Jan. 16th, 2011

I looked at my browser this morning and realised that I had an unusual number of YouTube pages open, for me. So I thought I would share them with all of you. They're behind a cut, because that's how I roll; click and discover odes to twine balls, acrobatic tangos, and one rescued coyote.

If you could go anywhere in this great big world, now, where'd you like to go to? )
Trace Chapter Nine and the Epilogue have been posted! Knock yourselves out, kids. Thanks for coming to Railburg with me.

Meanwhile, in origami news, is that a dollar bill in your pocket, or --



Oh. It's a dollar bill. (Slyly tucked in a pair of pants so you guys can't see how amateurishly I folded the balls.)

Both pieces today are from Pornogami. That link won't teach you how to fold the dollar bill in the photo, but it will teach you to fold a penis. I got the book for my birthday, and it has provided endless hours of lulz and entertainment, because I'm twelve.

Also, I thought you all might like to see how the bacon cheesecakes came out -- here they are in the pan, and here's the one I scooped out warm. Since the crust didn't want to come out with the cheesecake, I took it out separately and spooned it over the top. Om nom nom.
I was going through some files tonight when I found the best paper I think I have ever written. It's a page long, handwritten, and I did it in 1996. It's not especially intelligent on its own, but given a little context, it still makes me grin with pride.

When I was in high school, I managed to get into a class with the Really Good History Teacher. She tried very hard to make class interesting, which is not easy, because the interesting parts of history are mostly the parts they don't want to teach you in high school. For example: the Constitution of the United States is an important document and statesiders should certainly know a bit about what it says and what it means. Unfortunately, it is also dead boring.

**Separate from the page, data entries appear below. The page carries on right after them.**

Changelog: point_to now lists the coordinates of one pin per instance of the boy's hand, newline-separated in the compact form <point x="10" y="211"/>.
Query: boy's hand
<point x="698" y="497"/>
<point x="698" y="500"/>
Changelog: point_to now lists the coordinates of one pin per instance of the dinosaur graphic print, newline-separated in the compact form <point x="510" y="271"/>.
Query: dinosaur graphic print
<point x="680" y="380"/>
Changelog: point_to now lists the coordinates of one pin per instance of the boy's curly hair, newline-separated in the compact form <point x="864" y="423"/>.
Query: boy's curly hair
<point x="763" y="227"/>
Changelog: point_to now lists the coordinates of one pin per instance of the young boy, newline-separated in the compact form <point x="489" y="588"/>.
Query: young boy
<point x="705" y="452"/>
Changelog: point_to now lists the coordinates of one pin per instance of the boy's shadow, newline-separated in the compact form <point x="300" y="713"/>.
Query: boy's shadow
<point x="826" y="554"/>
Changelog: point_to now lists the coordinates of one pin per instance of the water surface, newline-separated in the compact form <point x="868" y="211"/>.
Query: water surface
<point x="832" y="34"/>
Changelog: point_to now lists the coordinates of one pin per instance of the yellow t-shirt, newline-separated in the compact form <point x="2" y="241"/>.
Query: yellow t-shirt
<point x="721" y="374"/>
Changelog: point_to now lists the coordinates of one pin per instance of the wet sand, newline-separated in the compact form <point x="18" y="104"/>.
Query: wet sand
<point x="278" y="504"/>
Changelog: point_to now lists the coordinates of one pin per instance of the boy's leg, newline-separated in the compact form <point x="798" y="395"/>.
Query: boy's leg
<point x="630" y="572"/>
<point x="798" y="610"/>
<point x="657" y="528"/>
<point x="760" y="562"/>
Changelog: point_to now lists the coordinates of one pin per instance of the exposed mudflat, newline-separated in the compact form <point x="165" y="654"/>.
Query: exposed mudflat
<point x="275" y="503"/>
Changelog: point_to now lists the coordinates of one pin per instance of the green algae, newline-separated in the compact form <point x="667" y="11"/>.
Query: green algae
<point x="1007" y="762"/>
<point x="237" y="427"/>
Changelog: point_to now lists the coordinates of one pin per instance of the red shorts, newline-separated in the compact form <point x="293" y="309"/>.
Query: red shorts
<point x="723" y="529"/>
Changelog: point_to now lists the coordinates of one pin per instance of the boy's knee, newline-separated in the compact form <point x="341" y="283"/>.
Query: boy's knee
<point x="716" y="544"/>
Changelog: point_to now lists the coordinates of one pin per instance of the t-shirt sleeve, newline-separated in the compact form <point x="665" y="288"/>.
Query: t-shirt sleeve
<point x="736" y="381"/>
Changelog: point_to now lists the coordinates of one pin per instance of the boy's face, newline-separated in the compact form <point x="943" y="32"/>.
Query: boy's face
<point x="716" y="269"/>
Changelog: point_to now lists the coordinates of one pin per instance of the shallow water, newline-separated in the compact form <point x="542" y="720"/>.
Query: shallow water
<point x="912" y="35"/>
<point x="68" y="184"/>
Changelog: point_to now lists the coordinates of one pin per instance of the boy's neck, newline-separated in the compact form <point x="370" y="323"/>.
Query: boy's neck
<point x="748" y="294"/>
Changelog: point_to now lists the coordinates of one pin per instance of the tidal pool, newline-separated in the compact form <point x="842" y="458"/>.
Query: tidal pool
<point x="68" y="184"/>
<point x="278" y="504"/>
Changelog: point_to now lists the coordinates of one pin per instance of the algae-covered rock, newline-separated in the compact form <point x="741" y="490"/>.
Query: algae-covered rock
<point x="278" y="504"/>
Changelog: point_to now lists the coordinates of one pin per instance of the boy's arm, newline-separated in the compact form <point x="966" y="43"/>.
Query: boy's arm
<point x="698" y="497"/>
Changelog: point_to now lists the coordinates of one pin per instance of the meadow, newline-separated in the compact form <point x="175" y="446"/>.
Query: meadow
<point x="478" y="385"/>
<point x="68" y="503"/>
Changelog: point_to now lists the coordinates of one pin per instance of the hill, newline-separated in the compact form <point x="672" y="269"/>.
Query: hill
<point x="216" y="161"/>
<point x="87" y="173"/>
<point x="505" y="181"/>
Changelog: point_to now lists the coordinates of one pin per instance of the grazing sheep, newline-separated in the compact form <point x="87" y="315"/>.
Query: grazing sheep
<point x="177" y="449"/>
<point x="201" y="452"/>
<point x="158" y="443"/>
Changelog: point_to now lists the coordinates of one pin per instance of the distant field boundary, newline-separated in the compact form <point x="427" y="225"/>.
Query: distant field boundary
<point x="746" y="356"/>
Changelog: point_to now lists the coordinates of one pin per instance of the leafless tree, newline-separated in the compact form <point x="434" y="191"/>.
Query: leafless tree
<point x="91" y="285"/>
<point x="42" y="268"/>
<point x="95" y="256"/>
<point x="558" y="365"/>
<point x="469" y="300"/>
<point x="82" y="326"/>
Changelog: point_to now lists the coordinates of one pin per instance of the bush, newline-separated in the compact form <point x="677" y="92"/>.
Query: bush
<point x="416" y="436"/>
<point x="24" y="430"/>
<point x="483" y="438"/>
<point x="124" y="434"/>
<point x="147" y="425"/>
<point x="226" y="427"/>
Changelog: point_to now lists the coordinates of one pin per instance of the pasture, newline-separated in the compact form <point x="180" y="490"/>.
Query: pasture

In order to make it more interesting, our teacher proposed a game. The class would divide up into four teams, and each team would study and present an aspect of the Constitution to a council of philosophers, who would vote on whether or not to ratify it. Thirteen students in the class were tapped to be philosophers. (For those following at home, that's about a third of the class -- go California public schools.) Each was assigned a historical figure to research and roleplay during the presentations. I don't recall all thirteen; I know Emma Goldman was one, and either Plato or Aristotle was another. The philosophers had to turn in their notes, along with a one page defence of their final decision, to get their grade.

I jumped at the chance not to have to work in a group studying the Constitution. I volunteered to be Machiavelli. The rest of the class slaved away on Federalism and Republicanism; I read The Prince, which was not easy going either, but at least more exciting by way of being somewhat taboo.

For a week, each team took turns making their presentations, and on Friday the philosophers were expected to vote. I was the last in line, and the vote was tied among the other twelve, making me the deciding factor. I could see the kids who'd presented look despairingly at one another, because there's no way the guy who wrote The Prince would vote to ratify a document that attempts to support the equal voice of all. It had become weirdly important to them that this thing get ratified.

I have been a smartass pretty much all my life. I was a good student, but I loathed predictability. So I stood up and said, "I vote to ratify."

I had to defend my conclusion, of course, which I did by reading out the final paragraph of my decision paper: I vote to ratify this Constitution. In less than ten years I am confident this country will collapse and a true leader will rise to take control. I realize that ratification cannot be stopped, and so I do this to show the people the folly of American Constitutionalism. When the new order looks back on this event, they will see it for the failure it is. There can be no better proof of its weakness.

I thought it was moderately clever. My teacher's comment was glowing: Very appropriately evil strategy, M. Machiavelli.

I think I'll hang it on my wall. Hi there, me at half my age -- you've got a pretty interesting future ahead of you.